Manteiga-de-garrafa (butter-from-a-bottle) or manteiga-da-terra (butter of the land) are terms in northeastern Brazil to refer to a clarified butter product, similar to Indian ghee. The product is also known as manteiga de gado (cattle butter) and manteiga de cozinha (kitchen butter).

Manteiga de garrafa is a dairy product made from the cream of cows' milk. The cream is processed by physical agitation, as in a blender or beating by hand, followed by cooking at a temperature of 100 C to 130 C. Salt may also be added. Some recipes for making manteiga de garrafa include a step prior to cooking in which the congealed cream is washed in cold water. The cooking process separates the cream into two components, the manteiga (butter) and the "borra" (a watery precipitate). The manteiga is separated from the borra by filtration, and then placed in bottles. The finished product is almost pure fat, with a low water activity. Accordingly, it is inhospitable to microbial growth and can be kept at room temperature.

Manteiga de garrafa is a yellow-orange, viscous liquid which may be opaque or semi-translucent.

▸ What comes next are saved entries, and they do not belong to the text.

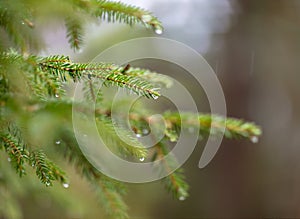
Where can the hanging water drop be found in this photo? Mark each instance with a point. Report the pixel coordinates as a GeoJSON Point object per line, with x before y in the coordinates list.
{"type": "Point", "coordinates": [145, 131]}
{"type": "Point", "coordinates": [254, 139]}
{"type": "Point", "coordinates": [191, 129]}
{"type": "Point", "coordinates": [181, 198]}
{"type": "Point", "coordinates": [155, 97]}
{"type": "Point", "coordinates": [66, 185]}
{"type": "Point", "coordinates": [146, 18]}
{"type": "Point", "coordinates": [158, 30]}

It is strongly flavored, with flavors of cheese, fish, rancidity, and barnyard composing part of the flavor profile. Manteiga de garrafa is a characteristic part of the cuisine of the northeast of Brazil, particularly the Sertão. It is used for cooking in much the same way as ordinary butter.

The borra that is removed during processing is also eaten. It can be eaten with bread, or used as an ingredient in farofa, carne-de-sol, feijão verde, and in cooking fried eggs or cassava (macaxeira).

Manteiga de garrafa is a product of artisanal or small-scale manufacturing, as well as home production; there are no fixed standards, and its quality and flavor can vary. It is distributed by means of street fairs, town markets, supermarkets, restaurants and small shops.